Alexander Schlaak, Universität Konstanz

Bilder sind nicht nur bloße „Illustration“ des bisher schon durch Texte erschlossenen Wissens. Sie stellen eine eigene Quellengattung dar und bieten einen spezifischen und eigenständigen Zugang zur wissenschaftlichen Erforschung von Geschichte. Dies gilt für alle Arten der bildlichen Darstellung, sei es bezogen auf die vielfältigen Formen der Herstellungstechnik (Holzschnitte, Kupferstiche) als auch auf die unterschiedlichen Materialien des Bilduntergrunds (Stein, Tapeten, Teppiche, Leinwand etc.).

Bilder geben zunächst einen Einblick in die historisch-gesellschaftlichen Erfahrungen des Künstlers oder des Auftraggebers. Sie erlauben so dem Historiker die Auseinandersetzung mit den Lebensvorstellungen und Wertorientierungen einzelner sozialer Gruppen und mit gesellschaftlichen Beziehungen und deren Wandel.

http://www.kunsthaus.ch/ausstellungen/2002/turner.html

Wiliam Turner, Schneesturm - Hannibal überquert mit seinem Heer die Alpen, 1812.

Zum anderen sollte der Einfluss von bildlichen Darstellungen auf den historischen Prozess nicht unterschätzt werden. Bilder wirken in diesem Zusammenhang, indem sie Bewusstsein bilden und artikulieren helfen..

Der Historiker muss aber das jeweilige Verhältnis von Bildmotiven zur Wirklichkeit analysieren, wenn er die oben genannten Bedeutungsdimensionen erfassen will. Bilder dürfen nicht als wirklichkeitsgetreue Wiedergabe der „Realität“ missverstanden werden. Sie müssen quellenkritisch und methodisch nachvollziehbar analysiert werden (Historische Bildanalyse)

Im folgenden werden daher zur Übersicht die (nach Heike Talkenberger, in Goertz 1998) wichtigsten fünf Interpretationsmethoden der Historischen Bildanalyse kurz vorgestellt :

    1) Realienkunde : Der R. geht es darum, die auf einem Bild dargestellten Gegenstände und ihren Verwendungszusammenhang als Beispiele der „materiellen Kultur“ einer Gesellschaft aufzufassen. Die bildliche Überlieferung kann dabei die in den schriftlichen Quellen fehlende ergänzen.

    2) Ikonographie/ Ikonologie: Diese von Erwin Panowsky begründete Methode stellt die Analyse des Einzelbildes in den Vordergrund.

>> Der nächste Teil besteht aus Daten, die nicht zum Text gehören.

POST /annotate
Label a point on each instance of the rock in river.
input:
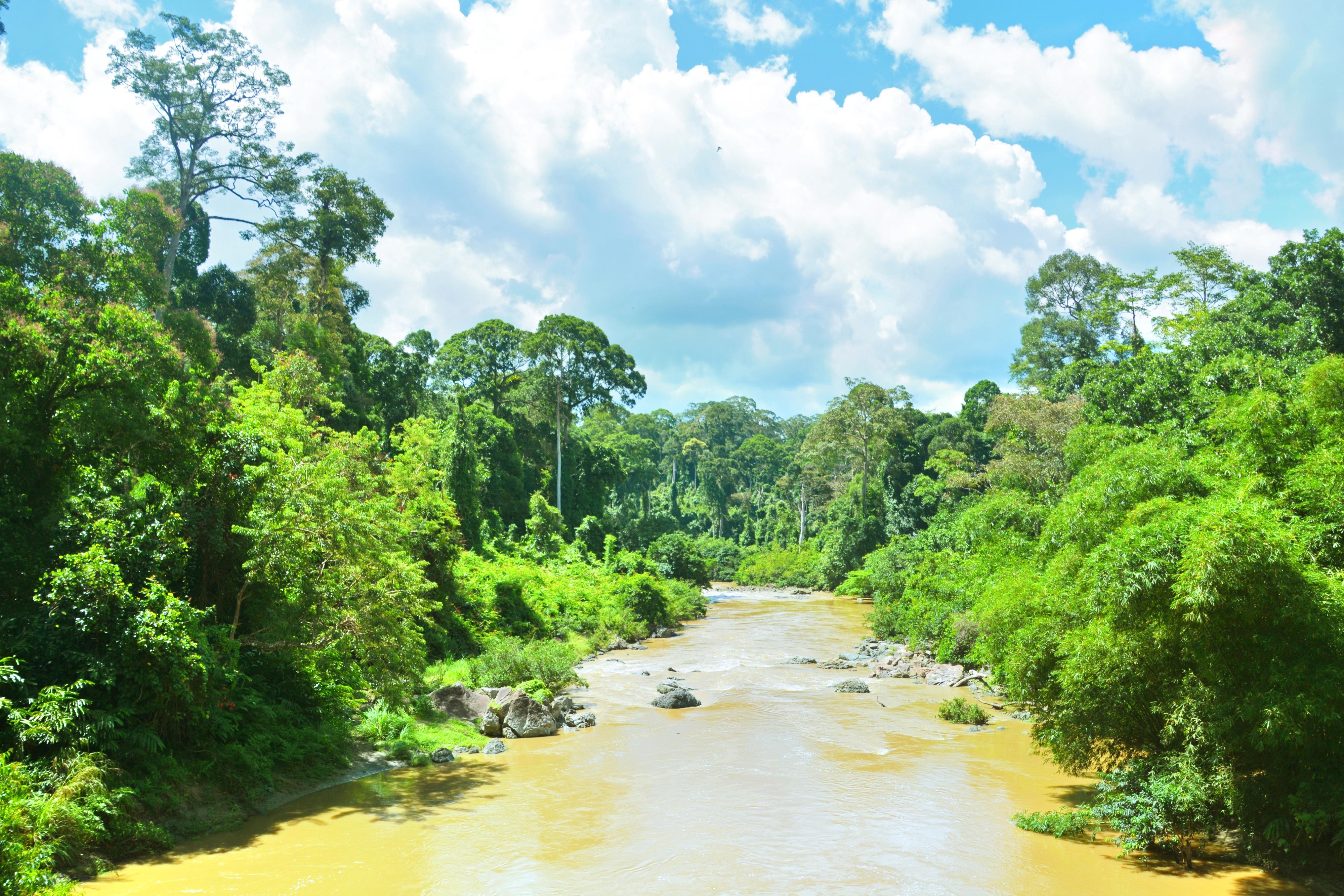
(943, 675)
(673, 684)
(460, 702)
(491, 725)
(528, 718)
(678, 699)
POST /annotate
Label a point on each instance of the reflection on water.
(776, 785)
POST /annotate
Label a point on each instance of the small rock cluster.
(892, 660)
(675, 695)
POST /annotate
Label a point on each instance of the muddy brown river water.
(776, 785)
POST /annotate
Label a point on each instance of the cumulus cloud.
(580, 168)
(87, 125)
(1147, 116)
(769, 26)
(545, 156)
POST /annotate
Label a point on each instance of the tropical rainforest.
(236, 524)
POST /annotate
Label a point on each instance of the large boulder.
(678, 699)
(673, 684)
(460, 702)
(491, 725)
(944, 675)
(528, 718)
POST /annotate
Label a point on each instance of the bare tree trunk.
(803, 512)
(558, 456)
(864, 489)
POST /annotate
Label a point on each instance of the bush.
(686, 601)
(537, 690)
(678, 557)
(509, 662)
(1057, 823)
(724, 555)
(381, 723)
(643, 596)
(963, 713)
(792, 566)
(26, 852)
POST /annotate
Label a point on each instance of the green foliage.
(678, 557)
(783, 566)
(964, 713)
(1057, 823)
(510, 662)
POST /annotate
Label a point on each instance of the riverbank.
(775, 784)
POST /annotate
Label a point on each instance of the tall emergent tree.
(858, 424)
(217, 106)
(584, 370)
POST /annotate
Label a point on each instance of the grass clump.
(963, 713)
(1060, 823)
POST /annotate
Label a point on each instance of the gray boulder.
(491, 725)
(528, 718)
(944, 675)
(678, 699)
(460, 702)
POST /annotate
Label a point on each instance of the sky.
(755, 198)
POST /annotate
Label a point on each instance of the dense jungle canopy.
(235, 520)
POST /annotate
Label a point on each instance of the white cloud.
(88, 125)
(1152, 117)
(548, 156)
(769, 26)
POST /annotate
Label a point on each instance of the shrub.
(792, 566)
(1057, 823)
(509, 662)
(724, 555)
(381, 723)
(537, 690)
(963, 713)
(686, 601)
(678, 557)
(643, 596)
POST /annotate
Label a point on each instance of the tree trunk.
(864, 489)
(560, 463)
(170, 261)
(803, 512)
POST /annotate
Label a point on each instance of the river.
(776, 785)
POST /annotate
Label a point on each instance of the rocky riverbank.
(894, 660)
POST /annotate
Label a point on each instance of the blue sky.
(550, 158)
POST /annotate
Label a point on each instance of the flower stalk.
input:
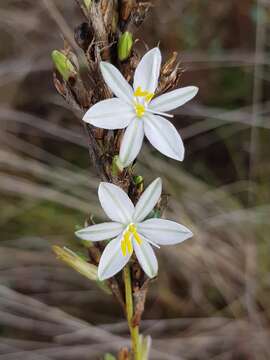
(122, 98)
(134, 330)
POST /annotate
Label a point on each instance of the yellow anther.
(124, 247)
(126, 242)
(140, 110)
(145, 94)
(137, 238)
(149, 97)
(133, 230)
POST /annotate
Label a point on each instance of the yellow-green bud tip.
(63, 65)
(125, 44)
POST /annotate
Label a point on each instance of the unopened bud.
(125, 44)
(63, 65)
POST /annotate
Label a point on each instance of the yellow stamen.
(133, 230)
(140, 110)
(130, 246)
(145, 94)
(126, 242)
(124, 247)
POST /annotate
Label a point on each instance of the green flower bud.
(125, 43)
(63, 65)
(138, 179)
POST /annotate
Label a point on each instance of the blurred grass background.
(212, 297)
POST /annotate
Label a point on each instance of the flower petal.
(110, 114)
(100, 232)
(173, 99)
(112, 259)
(148, 200)
(116, 82)
(147, 72)
(164, 136)
(132, 142)
(146, 257)
(115, 202)
(164, 232)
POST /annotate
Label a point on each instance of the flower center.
(139, 109)
(140, 106)
(126, 242)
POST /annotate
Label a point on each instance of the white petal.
(147, 258)
(115, 202)
(164, 136)
(116, 82)
(132, 142)
(100, 232)
(110, 114)
(148, 200)
(112, 259)
(147, 72)
(173, 99)
(164, 232)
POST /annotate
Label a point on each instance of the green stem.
(134, 330)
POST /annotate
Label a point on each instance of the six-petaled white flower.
(130, 231)
(139, 111)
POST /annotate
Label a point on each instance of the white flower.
(129, 231)
(136, 109)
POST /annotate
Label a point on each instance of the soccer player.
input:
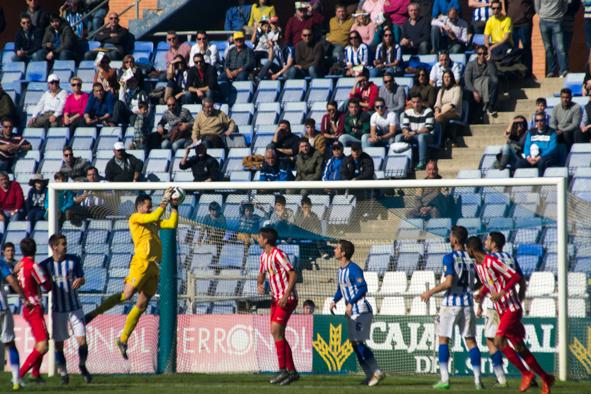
(144, 269)
(353, 288)
(457, 307)
(500, 281)
(32, 280)
(275, 266)
(65, 271)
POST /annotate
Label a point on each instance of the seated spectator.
(114, 38)
(416, 32)
(73, 167)
(423, 89)
(99, 109)
(383, 126)
(123, 167)
(448, 106)
(12, 200)
(28, 40)
(541, 147)
(358, 166)
(309, 162)
(332, 125)
(11, 145)
(212, 126)
(481, 79)
(388, 57)
(204, 167)
(356, 123)
(332, 169)
(59, 42)
(417, 127)
(202, 46)
(365, 91)
(308, 57)
(393, 94)
(202, 81)
(75, 105)
(364, 26)
(50, 108)
(356, 54)
(239, 59)
(566, 120)
(445, 63)
(449, 32)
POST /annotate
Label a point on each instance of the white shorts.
(462, 316)
(60, 322)
(359, 327)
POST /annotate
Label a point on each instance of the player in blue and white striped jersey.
(353, 288)
(457, 307)
(67, 277)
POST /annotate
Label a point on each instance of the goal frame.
(561, 185)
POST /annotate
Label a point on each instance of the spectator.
(383, 126)
(393, 94)
(448, 106)
(11, 145)
(123, 167)
(541, 147)
(212, 126)
(416, 32)
(114, 38)
(356, 53)
(309, 162)
(308, 57)
(204, 167)
(209, 52)
(551, 13)
(239, 59)
(388, 57)
(99, 109)
(332, 169)
(444, 64)
(449, 32)
(12, 200)
(73, 167)
(75, 105)
(356, 123)
(50, 108)
(338, 34)
(423, 88)
(28, 40)
(358, 166)
(566, 120)
(332, 125)
(365, 91)
(237, 17)
(480, 78)
(417, 127)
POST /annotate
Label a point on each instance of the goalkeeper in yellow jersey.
(144, 269)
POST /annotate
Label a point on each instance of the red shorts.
(34, 316)
(281, 315)
(510, 326)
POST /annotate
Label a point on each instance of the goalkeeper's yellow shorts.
(144, 276)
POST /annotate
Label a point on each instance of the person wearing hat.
(123, 167)
(240, 59)
(48, 111)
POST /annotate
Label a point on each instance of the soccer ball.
(178, 195)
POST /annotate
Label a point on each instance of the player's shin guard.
(132, 319)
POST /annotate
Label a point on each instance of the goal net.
(400, 230)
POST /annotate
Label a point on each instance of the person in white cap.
(48, 112)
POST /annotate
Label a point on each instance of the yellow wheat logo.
(334, 353)
(582, 353)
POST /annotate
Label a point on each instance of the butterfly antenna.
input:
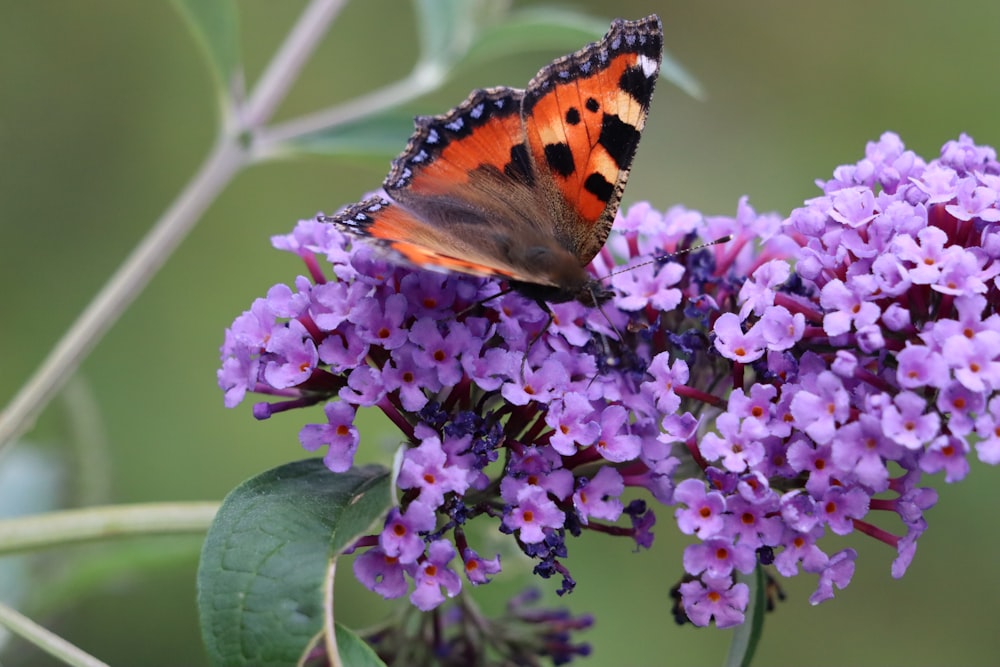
(676, 253)
(478, 304)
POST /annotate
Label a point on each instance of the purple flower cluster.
(776, 388)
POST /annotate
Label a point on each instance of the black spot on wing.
(598, 186)
(519, 167)
(619, 139)
(634, 82)
(559, 157)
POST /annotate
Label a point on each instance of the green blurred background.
(106, 108)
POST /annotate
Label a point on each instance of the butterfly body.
(522, 185)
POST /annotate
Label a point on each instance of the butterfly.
(522, 185)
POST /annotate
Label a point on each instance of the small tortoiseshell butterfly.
(522, 185)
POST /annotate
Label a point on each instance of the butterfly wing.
(583, 117)
(515, 184)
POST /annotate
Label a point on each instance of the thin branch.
(120, 290)
(54, 529)
(284, 67)
(53, 644)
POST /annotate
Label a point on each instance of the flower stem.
(96, 523)
(53, 644)
(120, 290)
(225, 160)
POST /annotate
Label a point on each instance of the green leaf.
(215, 24)
(354, 651)
(381, 134)
(448, 28)
(537, 29)
(262, 569)
(747, 636)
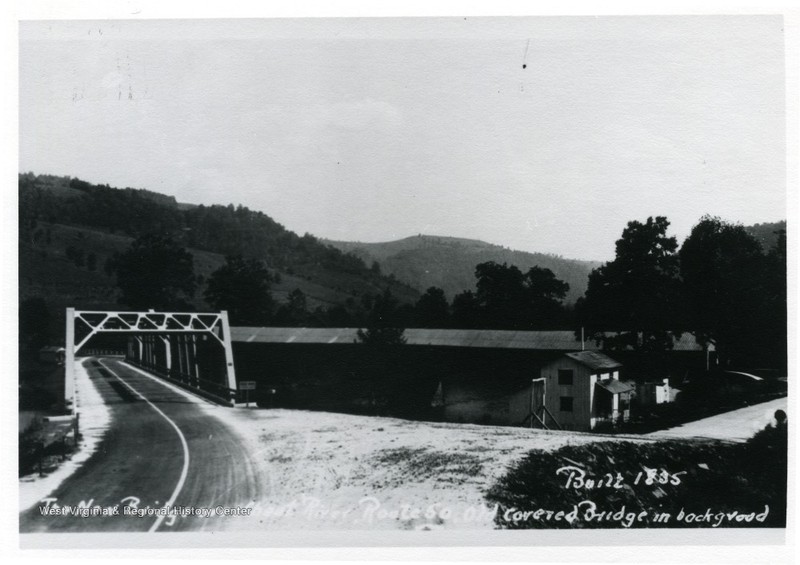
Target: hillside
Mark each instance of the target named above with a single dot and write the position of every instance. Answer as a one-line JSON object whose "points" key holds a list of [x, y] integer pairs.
{"points": [[449, 262], [69, 228], [766, 233]]}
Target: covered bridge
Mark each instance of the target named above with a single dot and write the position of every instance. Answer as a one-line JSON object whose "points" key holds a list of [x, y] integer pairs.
{"points": [[481, 376]]}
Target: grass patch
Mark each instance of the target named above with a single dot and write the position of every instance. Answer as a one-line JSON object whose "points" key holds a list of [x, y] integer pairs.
{"points": [[422, 464]]}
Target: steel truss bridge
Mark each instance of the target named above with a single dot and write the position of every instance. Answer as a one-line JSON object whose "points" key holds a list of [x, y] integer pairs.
{"points": [[191, 349]]}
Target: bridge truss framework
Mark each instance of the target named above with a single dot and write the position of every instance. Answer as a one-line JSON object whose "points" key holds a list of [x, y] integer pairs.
{"points": [[168, 341]]}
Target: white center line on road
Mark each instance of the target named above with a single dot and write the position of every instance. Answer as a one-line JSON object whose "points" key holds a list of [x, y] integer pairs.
{"points": [[184, 471]]}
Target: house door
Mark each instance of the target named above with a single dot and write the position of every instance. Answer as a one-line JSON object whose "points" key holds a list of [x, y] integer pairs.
{"points": [[537, 401]]}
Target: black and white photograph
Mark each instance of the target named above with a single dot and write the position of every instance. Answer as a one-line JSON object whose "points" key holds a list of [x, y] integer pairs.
{"points": [[471, 279]]}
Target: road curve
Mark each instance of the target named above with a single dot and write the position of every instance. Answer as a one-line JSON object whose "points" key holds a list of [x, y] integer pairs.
{"points": [[161, 449]]}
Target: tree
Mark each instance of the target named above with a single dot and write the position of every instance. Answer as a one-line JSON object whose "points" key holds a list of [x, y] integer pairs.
{"points": [[34, 322], [432, 310], [638, 294], [155, 273], [242, 287], [736, 292], [466, 311], [382, 323], [509, 299], [501, 295], [382, 337], [545, 294], [295, 311]]}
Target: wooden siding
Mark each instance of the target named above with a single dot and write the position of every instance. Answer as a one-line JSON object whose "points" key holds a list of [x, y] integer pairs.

Nacheinander wird dabei zunächst die Stilgeschichte berücksichtigt, dann der Bezug zu literarischen Quellen und vorhandener Bildtradition (Motivgeschichte) untersucht, und der Versuch einer Interpretation unternommen, um den „Gehalt“ des Kunstwerks zu erfassen

    3) Funktionsanalyse: Stärker als bei der ikonographisch-ikonologischen Methode wird hierbei versucht, innerhalb eines weittestmöglichen Verständnisses der vorliegenden Kommunikationsprozesse auch Produktions- und Distributionsbedingungen von Bildern sowie ihre formalen Gestaltungskriterien zu berücksichtigen und damit formale und inhaltliche Bildanalyse zu verbinden.

    4) Semiotischer Ansatz: Bei dieser Methode wird das Bild als Teil einer visuellen Kommunikation aufgefasst. Dem Bild wird Syntax, Semantik und Pragmatik bzw. soziale Funktion zugeschrieben. Es wird ein Zusammenhang hergestellt zwischen der ermittelten Bildstruktur und den visuellen Kommunikationsprozessen, in denen das Bild angeeignet bzw. „betrachtet“ wird. Die Rezeptionssituation wird somit berücksichtigt.

    5) Rezeptionsästhetischer Ansatz: Der r. A. legt das Schwergewicht auf die Rezeption von Bildern. Fragen der Bildproduktion, die Beschäftigung mit dem sozialen Hintergrund des Künstlers oder mit der Motivgeschichte des Bildes werden zum größten Teil ausgeblendet. Die Methode versteht sich als werkorientiert, als Analyse der Betrachterfunktion im Werk. Überlegungen zur Wahrnehmungspsychologie werden dabei mit einbezogen.